This week a second source confirms allegations that I relayed to you before: that Council member-at-large Adam Dread skirted open meeting laws by conducting public business in private correspondence with other Council members. John Spragens of the Nashville Scene reports from Mr. Dread's private e-mail correspondence that he lobbied members of Eric's Eleven to cut three unnamed budget items from the proposed budget.
Not only did Mr. Dread fail to make public his specific intentions, but he defended his backroom meetings with other Council members--which he personally assured me he did not have--by saying that the rooms where they met were accessible to the public. So, if you just happened to be walking by the Council Chambers one of those days (you would not know which day it was because the meetings were not publicized), and you happened to be psychic or just lucky, and you stumbled in to one of those meeting rooms, then--and only then--would you, Jane or John Q. Public, have been privy to the budget discussions. I have to wonder what the Council members responses would have been should any member of the public just happened to find their way against all odds to these discussions.
Let's get back to Mr. Dread's denial to me of private discussions. He wrote me, "When asked by another Councilmember if I could support a cost of living budget, and attend a press conference, I replied in the affirmative. Period. [Emphasis mine]." I figured that his punctuation was protesting way too much; it told me that Mr. Dread was not speaking plainly to me. Spragens's new information on Mr. Dread confirms exactly what I concluded before: the Council member is either too cocky or too afraid to publicly acknowledge that the private discussions took place. Either way, he's simply being evasive. This is one more reason why Mr. Dread needs to be dropped in the next elections.

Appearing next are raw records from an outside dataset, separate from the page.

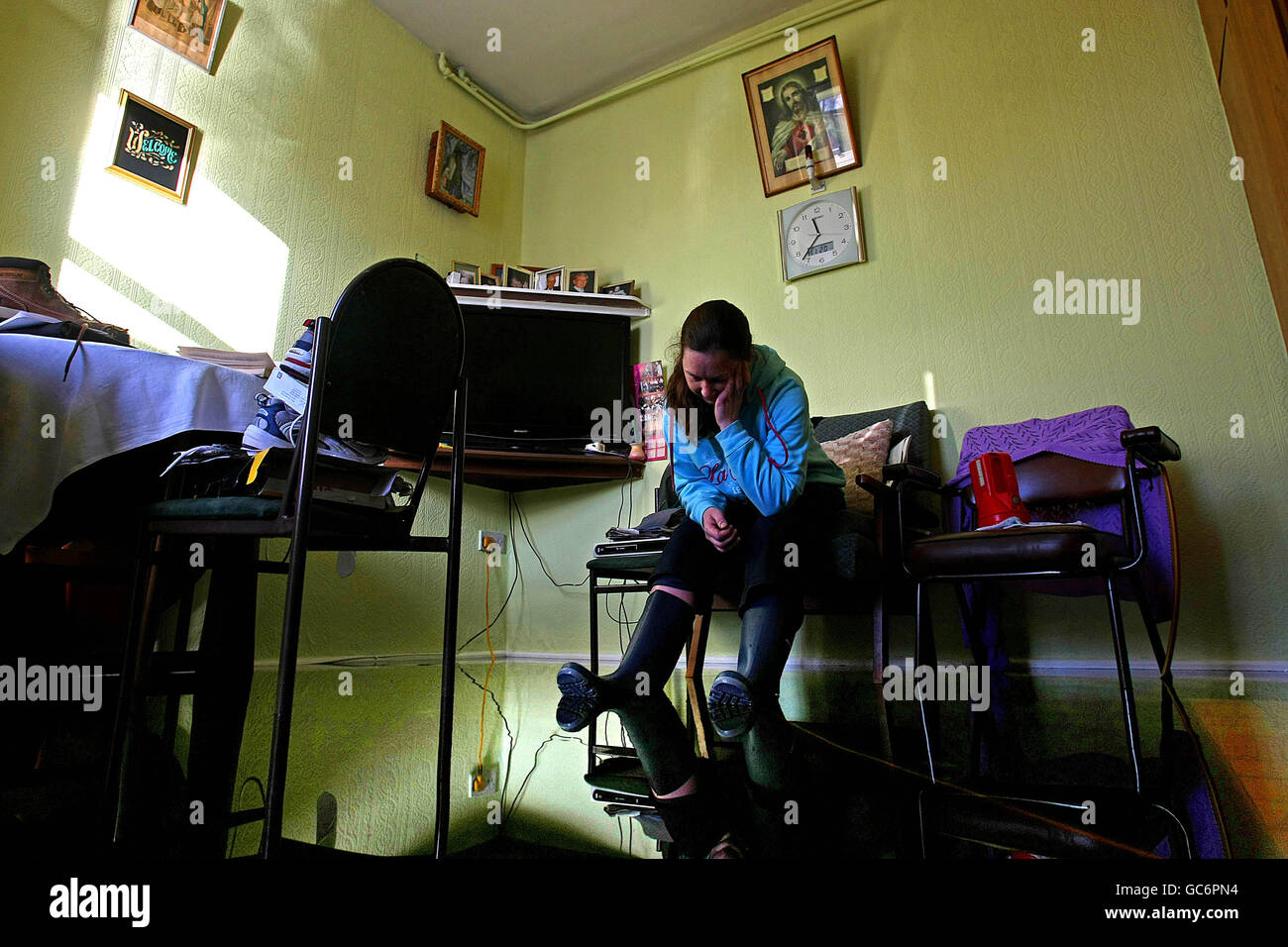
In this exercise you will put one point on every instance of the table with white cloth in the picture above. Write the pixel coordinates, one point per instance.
(104, 434)
(114, 399)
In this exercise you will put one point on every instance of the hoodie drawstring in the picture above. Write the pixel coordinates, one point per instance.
(771, 425)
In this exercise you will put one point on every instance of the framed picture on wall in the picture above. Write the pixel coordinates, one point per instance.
(518, 278)
(800, 101)
(619, 289)
(550, 278)
(581, 279)
(188, 27)
(455, 170)
(469, 272)
(154, 149)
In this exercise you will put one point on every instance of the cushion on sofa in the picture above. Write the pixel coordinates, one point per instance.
(861, 453)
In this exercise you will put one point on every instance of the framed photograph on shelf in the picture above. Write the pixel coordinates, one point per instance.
(619, 289)
(155, 149)
(455, 170)
(518, 278)
(800, 101)
(188, 29)
(581, 279)
(469, 272)
(550, 278)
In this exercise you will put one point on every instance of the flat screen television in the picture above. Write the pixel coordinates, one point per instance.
(536, 376)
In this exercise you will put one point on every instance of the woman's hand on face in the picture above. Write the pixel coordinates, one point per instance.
(729, 403)
(717, 530)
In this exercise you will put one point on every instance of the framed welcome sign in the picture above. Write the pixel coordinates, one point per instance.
(154, 149)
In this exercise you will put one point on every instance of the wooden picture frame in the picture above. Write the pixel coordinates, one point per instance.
(471, 269)
(588, 286)
(618, 289)
(520, 275)
(455, 174)
(181, 27)
(544, 278)
(797, 101)
(155, 149)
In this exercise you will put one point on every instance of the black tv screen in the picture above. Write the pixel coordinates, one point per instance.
(539, 375)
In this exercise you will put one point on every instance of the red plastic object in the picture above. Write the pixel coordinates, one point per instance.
(997, 492)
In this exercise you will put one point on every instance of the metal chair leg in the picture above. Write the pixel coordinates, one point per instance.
(1159, 656)
(923, 650)
(593, 668)
(1128, 697)
(142, 596)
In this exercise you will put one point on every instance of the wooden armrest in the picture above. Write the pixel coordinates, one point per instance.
(1150, 444)
(902, 472)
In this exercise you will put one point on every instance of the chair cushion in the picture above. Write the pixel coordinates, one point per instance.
(623, 566)
(861, 453)
(215, 508)
(1022, 549)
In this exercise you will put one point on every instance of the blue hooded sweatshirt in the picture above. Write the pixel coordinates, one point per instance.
(748, 460)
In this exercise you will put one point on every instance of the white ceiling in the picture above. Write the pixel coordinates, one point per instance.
(558, 53)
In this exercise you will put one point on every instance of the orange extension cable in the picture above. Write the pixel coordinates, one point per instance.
(487, 628)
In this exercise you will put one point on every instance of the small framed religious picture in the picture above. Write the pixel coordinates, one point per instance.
(518, 278)
(581, 279)
(455, 170)
(795, 102)
(469, 272)
(154, 149)
(550, 278)
(619, 289)
(188, 27)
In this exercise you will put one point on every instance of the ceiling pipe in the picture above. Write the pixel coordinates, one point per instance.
(709, 54)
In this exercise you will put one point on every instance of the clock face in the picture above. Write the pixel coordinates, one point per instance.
(820, 234)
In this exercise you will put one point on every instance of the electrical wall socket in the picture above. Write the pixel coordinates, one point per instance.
(488, 774)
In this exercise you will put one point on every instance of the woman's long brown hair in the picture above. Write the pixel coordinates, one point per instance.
(713, 325)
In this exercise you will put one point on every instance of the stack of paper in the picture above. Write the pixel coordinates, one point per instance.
(258, 364)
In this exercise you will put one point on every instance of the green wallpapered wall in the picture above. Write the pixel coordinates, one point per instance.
(1106, 163)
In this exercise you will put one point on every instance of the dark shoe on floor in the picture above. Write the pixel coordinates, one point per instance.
(732, 706)
(584, 696)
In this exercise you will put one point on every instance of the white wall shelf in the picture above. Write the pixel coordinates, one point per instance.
(552, 300)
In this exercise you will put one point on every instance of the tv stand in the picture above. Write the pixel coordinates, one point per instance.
(516, 471)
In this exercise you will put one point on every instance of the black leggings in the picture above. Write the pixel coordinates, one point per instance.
(769, 564)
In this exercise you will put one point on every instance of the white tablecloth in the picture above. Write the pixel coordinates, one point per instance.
(114, 399)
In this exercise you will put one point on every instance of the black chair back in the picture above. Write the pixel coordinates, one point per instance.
(395, 359)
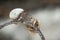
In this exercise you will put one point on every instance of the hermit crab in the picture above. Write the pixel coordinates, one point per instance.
(20, 15)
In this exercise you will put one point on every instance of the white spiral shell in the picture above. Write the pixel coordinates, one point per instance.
(15, 13)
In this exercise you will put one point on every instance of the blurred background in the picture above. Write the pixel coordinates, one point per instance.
(46, 11)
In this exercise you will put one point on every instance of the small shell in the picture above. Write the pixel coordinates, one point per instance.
(15, 13)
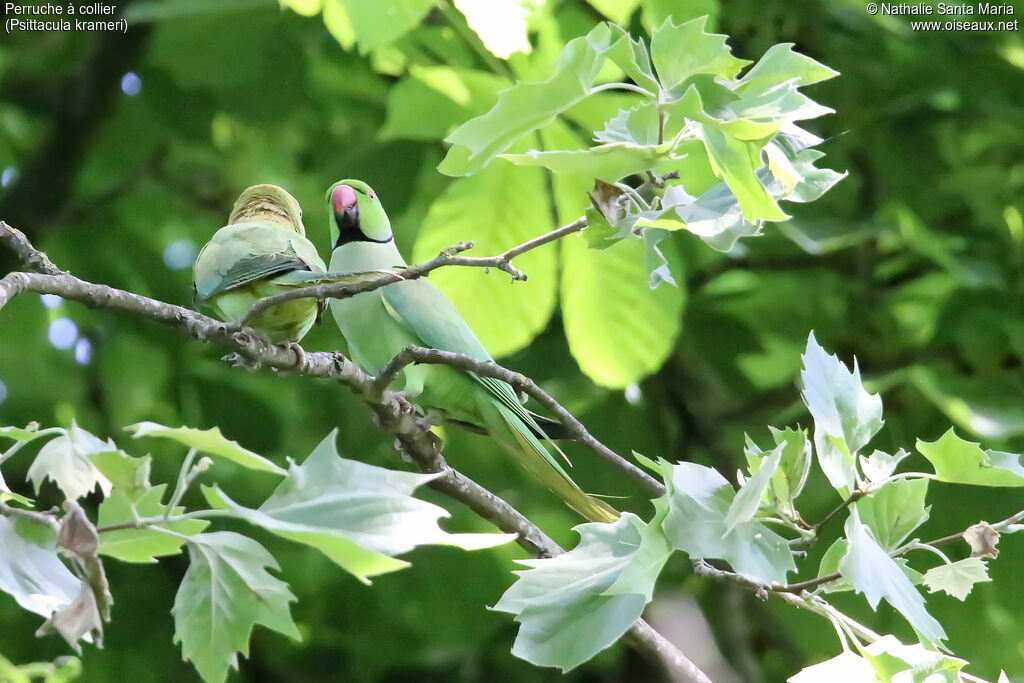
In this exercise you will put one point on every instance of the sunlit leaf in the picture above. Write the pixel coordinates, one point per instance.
(846, 417)
(871, 571)
(225, 592)
(957, 579)
(210, 441)
(65, 460)
(572, 606)
(505, 315)
(698, 504)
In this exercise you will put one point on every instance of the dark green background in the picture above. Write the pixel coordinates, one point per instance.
(920, 276)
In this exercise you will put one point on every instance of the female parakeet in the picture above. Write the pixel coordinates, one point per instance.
(378, 325)
(262, 251)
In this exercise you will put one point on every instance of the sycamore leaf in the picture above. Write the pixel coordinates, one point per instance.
(526, 107)
(225, 592)
(30, 569)
(879, 465)
(210, 441)
(957, 461)
(699, 499)
(572, 606)
(871, 571)
(846, 417)
(685, 50)
(908, 664)
(360, 516)
(66, 461)
(895, 510)
(500, 24)
(957, 579)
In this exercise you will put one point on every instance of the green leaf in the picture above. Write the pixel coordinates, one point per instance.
(360, 516)
(895, 510)
(879, 465)
(780, 65)
(599, 286)
(66, 461)
(605, 162)
(225, 592)
(526, 107)
(30, 569)
(699, 499)
(788, 480)
(682, 51)
(957, 579)
(845, 668)
(957, 461)
(500, 24)
(572, 606)
(749, 498)
(210, 441)
(916, 663)
(142, 545)
(735, 162)
(871, 571)
(846, 417)
(506, 316)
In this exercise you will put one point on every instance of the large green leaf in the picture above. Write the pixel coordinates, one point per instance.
(619, 329)
(31, 570)
(682, 51)
(699, 500)
(871, 571)
(526, 107)
(498, 208)
(210, 441)
(957, 461)
(358, 515)
(225, 592)
(66, 461)
(572, 606)
(144, 544)
(846, 417)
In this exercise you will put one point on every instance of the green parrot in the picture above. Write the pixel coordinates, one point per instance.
(262, 251)
(379, 324)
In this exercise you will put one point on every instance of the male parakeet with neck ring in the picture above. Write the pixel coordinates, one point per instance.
(378, 325)
(262, 251)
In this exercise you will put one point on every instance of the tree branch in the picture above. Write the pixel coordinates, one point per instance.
(448, 257)
(392, 410)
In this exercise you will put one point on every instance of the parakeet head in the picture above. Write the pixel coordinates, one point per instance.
(356, 214)
(267, 204)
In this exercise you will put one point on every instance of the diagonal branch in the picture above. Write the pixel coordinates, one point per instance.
(448, 257)
(392, 410)
(413, 354)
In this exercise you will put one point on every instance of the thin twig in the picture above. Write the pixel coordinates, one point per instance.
(576, 428)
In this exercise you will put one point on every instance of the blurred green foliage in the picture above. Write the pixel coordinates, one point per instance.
(914, 264)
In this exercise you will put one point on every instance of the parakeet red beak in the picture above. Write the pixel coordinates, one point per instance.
(346, 209)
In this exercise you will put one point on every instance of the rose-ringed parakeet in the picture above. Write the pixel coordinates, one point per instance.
(378, 325)
(262, 251)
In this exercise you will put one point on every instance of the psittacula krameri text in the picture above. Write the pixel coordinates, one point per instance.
(379, 324)
(262, 251)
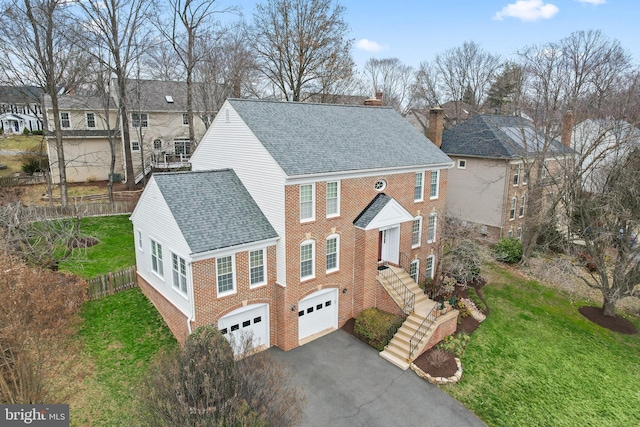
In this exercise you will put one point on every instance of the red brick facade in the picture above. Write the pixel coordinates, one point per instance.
(355, 278)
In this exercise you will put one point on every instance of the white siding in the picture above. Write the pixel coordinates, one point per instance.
(258, 171)
(476, 193)
(153, 218)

And you simply must read Spragens's article to see Council member Charlie Tygard's cheerleading e-mails to Eric's Eleven. Remember: Mr. Tygard is the council member who moved to defer a resolution on adopting the Ethics Task Force's recommendations to September. After reading his e-mails, I have to believe that Mr. Tygard would just as soon see those recommendations deferred forever. He doesn't strike me as the ethical type.